Publish the Llama2 sparsified models

Question

Publish the Llama2 sparsified models

Opened this issue 10 months ago · 4 comments

Hi,

I was wondering if you plan to put in a public domain the sparsified Llama2 models. In particular I am interested in the Llama2-70B with 50% unstructured sparsity.

Thanks!

Answer 1 · 2023-12-05T14:15:21.000Z

The size of Llama2-70b is big. I think running our code repo on the llama2 model released on huggingface would take within minutes. Is there a reason for requesting a pruned model from our side?

Answer 2 · 2023-12-05T15:19:55.000Z

The main reason is the resources that would be required for the actual pruning of the largest Llama2-70b model... is it a modern GPU with large memory? Or a DGX box? In either case such resources are in scarcity these days...
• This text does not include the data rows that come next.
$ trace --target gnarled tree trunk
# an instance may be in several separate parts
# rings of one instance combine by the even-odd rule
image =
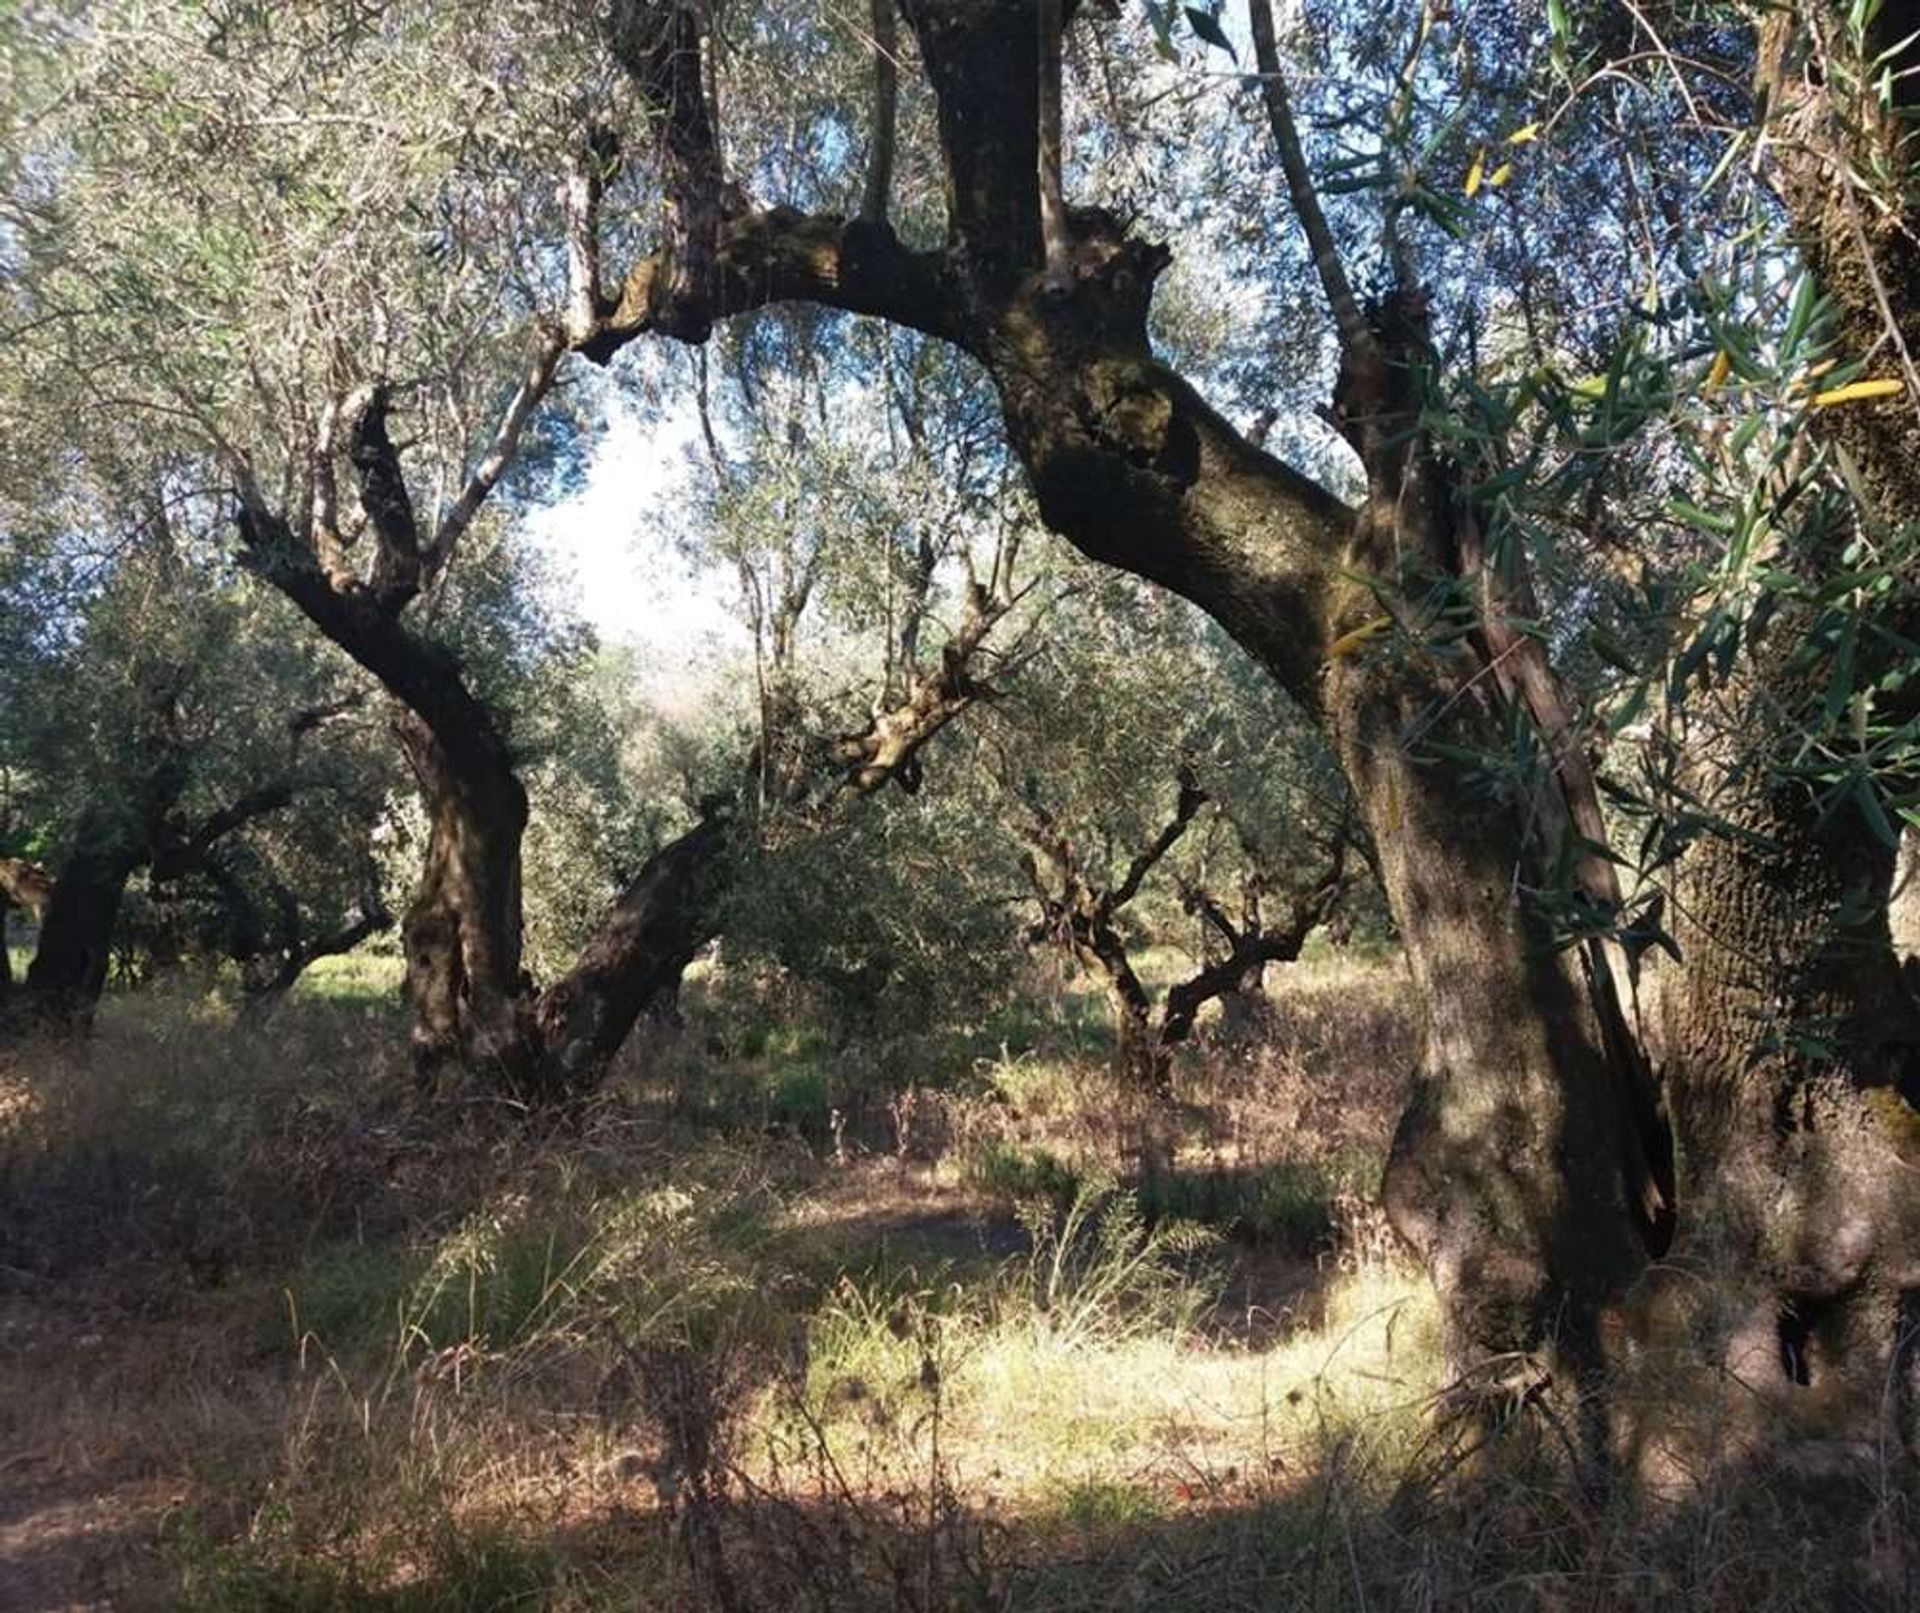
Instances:
[[[682,229],[708,232],[710,276],[690,304],[673,251],[644,260],[588,351],[605,357],[647,332],[697,340],[716,317],[807,300],[912,326],[979,360],[1047,524],[1090,558],[1200,605],[1335,738],[1425,999],[1420,1096],[1389,1198],[1440,1286],[1456,1359],[1560,1342],[1588,1361],[1599,1310],[1637,1269],[1641,1234],[1670,1212],[1664,1139],[1647,1123],[1646,1072],[1609,1038],[1611,981],[1555,955],[1512,899],[1535,855],[1526,803],[1487,799],[1468,769],[1422,750],[1423,738],[1457,743],[1464,731],[1471,743],[1496,725],[1477,704],[1479,663],[1417,648],[1423,624],[1404,595],[1395,602],[1399,579],[1382,563],[1402,542],[1429,566],[1454,558],[1444,488],[1409,517],[1420,530],[1394,525],[1409,473],[1432,470],[1404,432],[1393,446],[1419,413],[1408,345],[1394,355],[1400,370],[1371,377],[1394,424],[1362,447],[1373,492],[1356,512],[1154,357],[1147,310],[1164,248],[1068,207],[1066,250],[1047,274],[1031,4],[902,9],[936,100],[944,248],[911,251],[871,219],[685,208],[711,153],[689,160],[685,140],[670,139],[669,197]],[[699,138],[704,120],[681,125],[675,99],[653,105]],[[1364,345],[1365,321],[1346,303],[1343,343]],[[1384,334],[1375,345],[1394,346]],[[1385,605],[1347,580],[1356,562],[1381,579]],[[1383,608],[1400,613],[1400,637],[1416,648],[1338,653]]]
[[[648,858],[573,968],[540,994],[533,1018],[550,1080],[591,1090],[641,1016],[673,999],[719,928],[729,829],[716,809]]]
[[[401,928],[414,1065],[431,1077],[457,1064],[525,1092],[538,1063],[520,967],[527,792],[491,720],[470,705],[476,731],[458,751],[414,713],[394,722],[428,824]]]

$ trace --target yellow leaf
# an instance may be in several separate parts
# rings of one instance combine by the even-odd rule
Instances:
[[[1732,368],[1733,359],[1723,347],[1713,355],[1713,364],[1707,370],[1705,390],[1708,392],[1718,392],[1720,390],[1720,383],[1726,380],[1727,372]]]
[[[1511,178],[1513,178],[1513,164],[1503,162],[1498,168],[1494,169],[1492,173],[1487,175],[1487,183],[1498,190],[1500,186],[1504,185]]]
[[[1862,398],[1890,398],[1896,392],[1905,390],[1906,382],[1891,376],[1878,381],[1849,381],[1845,386],[1834,387],[1831,391],[1814,393],[1813,406],[1816,409],[1831,409],[1836,403],[1857,403]]]
[[[1815,381],[1819,380],[1821,376],[1825,375],[1828,370],[1832,369],[1834,365],[1839,362],[1837,358],[1823,358],[1818,364],[1809,365],[1791,381],[1787,382],[1788,393],[1792,394],[1806,391],[1808,387],[1812,386]]]
[[[1327,659],[1338,661],[1342,656],[1352,655],[1369,639],[1378,638],[1391,626],[1393,626],[1391,616],[1376,616],[1370,622],[1362,622],[1351,633],[1342,633],[1327,646]]]
[[[1473,166],[1467,170],[1467,194],[1475,196],[1480,191],[1480,174],[1487,165],[1485,148],[1474,153]]]
[[[1540,138],[1540,125],[1537,123],[1529,123],[1529,124],[1523,125],[1518,129],[1515,129],[1512,134],[1508,135],[1507,144],[1510,146],[1531,145],[1535,140],[1538,140],[1539,138]]]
Answer 3 · 2023-12-05T21:46:45.000Z

Okay, i see. For LLaMA-2-70B, we used 5 or 6 (the exact number i don't recall) A6000 GPUs to load the model in fp16. There is a workaround if you only have one GPU with limited memory, you can load the model in CPU with fp16. Only when a layer/block is pruned, load it into the GPU. I think this is what SparseGPT did.

I can try to see if it is possible to release the pruned LLaMA-2-70b models. Not sure if there might be some licensing issues. Stay tuned.

Answer 4 · 2023-12-05T23:16:27.000Z

Thanks a lot, please let me know when/if you are able to release the LLaMA-2-70b models.